El excluyente protagonismo que ha ganado la palabra subsidios en la semántica corriente, tanto como el creciente espacio que la cuestión de las tarifas públicas ha pasado a ocupar en la comunicación oficial -desplazando a “las buenas noticias” que mitigaban eventuales amarguras futbolísticas- confirman que la dinámica de los procesos macroeconómicos es inexorable y que, más tarde o más temprano, las restricciones devienen operativas. Apelando a una “metáfora nominativa” -ajustada al lenguaje alambicado de los filósofos rentados de Carta Abierta- podría decirse que la estampita del paraíso “K” se empieza a desteñir.
Más allá de las piruetas dialécticas -lo de “Juanpi” Schiavi esquivando la palabra maldita fue antológico- o de la retórica rupestre de De Vido -definitivamente menos dotado en ese sentido-, es inocultable que el tema produce una suerte de reacción alérgica, como si se tratara de una peligrosa bacteria invadiendo el articulado organismo del “relato”, y dispara una indisimulable desorientación en el discurso. Pareciera que el indiscutible talento creativo de reconocida eficacia para comunicar la abundancia, no atina a encontrar los modos, a la hora de tener que vender la escasez. No es un tema menor. Convendrá monitorearlo, porque asoma como una sensible vulnerabilidad estratégica.
El primer fallido fue el impresionante despliegue publicitario, orientado a revestir de cruzada moral el inevitable aumento de las tarifas de los servicios públicos domiciliarios. El reclutamiento de un dream team de “famosos”, devenidos en espontáneo “club de dadores voluntarios de ética”, no conmovió a sus fans, logrando apenas dos renuncias voluntarias por cada mil apelaciones.
Aún no repuestos del fiasco anterior, se lanzó el culebrón de la tarjeta SUBE -hoy en pantalla-, instrumento en uso en el mundo desde hace un cuarto de siglo, vendido como “cutting-edge” en nuestro país, y que ofrece variadas aristas para la reflexión. Empezando por la referencia a la alta conflictividad potencial contenida en los problemas del transporte público, que remite -reconociendo las oceánicas diferencias- al Caracazo de 1989, o a la Crisis del Transantiago de 2007, ambos episodios ocurridos, curiosamente, en el mes de febrero.
Un abordaje desde lo general a lo particular, no puede omitir la llamativa naturalidad con que se procesa desaprensivamente una política pública arbitrariamente discriminatoria. La cuestión pone al desnudo que vivir en el AMBA nos hace acreedores al privilegio de recibir una ayuda del Estado, diez veces mayor que la que merecen, por el mismo concepto, nuestros compatriotas que eligieron residir en otro rincón de nuestra geografía.

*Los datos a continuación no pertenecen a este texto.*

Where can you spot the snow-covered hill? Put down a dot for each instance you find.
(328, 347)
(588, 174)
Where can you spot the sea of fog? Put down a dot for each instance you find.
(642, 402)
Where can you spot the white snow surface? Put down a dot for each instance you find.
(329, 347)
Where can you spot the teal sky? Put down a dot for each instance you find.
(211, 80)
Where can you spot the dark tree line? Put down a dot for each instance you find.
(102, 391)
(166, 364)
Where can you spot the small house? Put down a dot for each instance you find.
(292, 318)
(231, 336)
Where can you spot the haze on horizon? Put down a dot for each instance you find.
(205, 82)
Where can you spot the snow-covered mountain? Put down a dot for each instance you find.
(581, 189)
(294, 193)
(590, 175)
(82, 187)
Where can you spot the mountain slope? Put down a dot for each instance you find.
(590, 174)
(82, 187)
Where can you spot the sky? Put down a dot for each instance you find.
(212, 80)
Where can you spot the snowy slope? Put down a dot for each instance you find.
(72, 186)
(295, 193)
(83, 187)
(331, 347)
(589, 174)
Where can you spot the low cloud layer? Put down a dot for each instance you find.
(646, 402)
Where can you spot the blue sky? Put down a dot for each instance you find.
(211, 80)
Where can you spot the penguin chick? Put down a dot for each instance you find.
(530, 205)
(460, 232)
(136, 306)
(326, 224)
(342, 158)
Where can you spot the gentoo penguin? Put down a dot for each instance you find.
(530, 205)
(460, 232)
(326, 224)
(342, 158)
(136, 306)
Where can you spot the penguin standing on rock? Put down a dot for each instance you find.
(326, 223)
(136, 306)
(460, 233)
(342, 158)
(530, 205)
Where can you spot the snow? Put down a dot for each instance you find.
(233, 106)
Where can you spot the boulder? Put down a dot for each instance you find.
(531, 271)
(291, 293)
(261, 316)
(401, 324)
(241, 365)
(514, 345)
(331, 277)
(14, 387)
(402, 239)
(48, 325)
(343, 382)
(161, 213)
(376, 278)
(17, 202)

Por otra parte, la pueril argumentación oficial ofende la inteligencia ciudadana. Su propia formulación constituye una flagrante contradicción en sus términos, ya que su promovida masividad atenta contra el propósito declamado de ser un instrumento para introducir racionalidad en la asignación de beneficios sociales. De un lado, porque el medio de pago de un servicio mal podría ser un adecuado atributo de elegibilidad para acceder a un subsidio; por el otro, porque la promesa oficial de beneficiar a todos los tenedores de la tarjeta, es fácticamente inconsistente con la imperiosa necesidad de reducir, en alguna porción significativa, la sangría que representan para el Tesoro los $ 19.000 M que demanda atender el subsidio.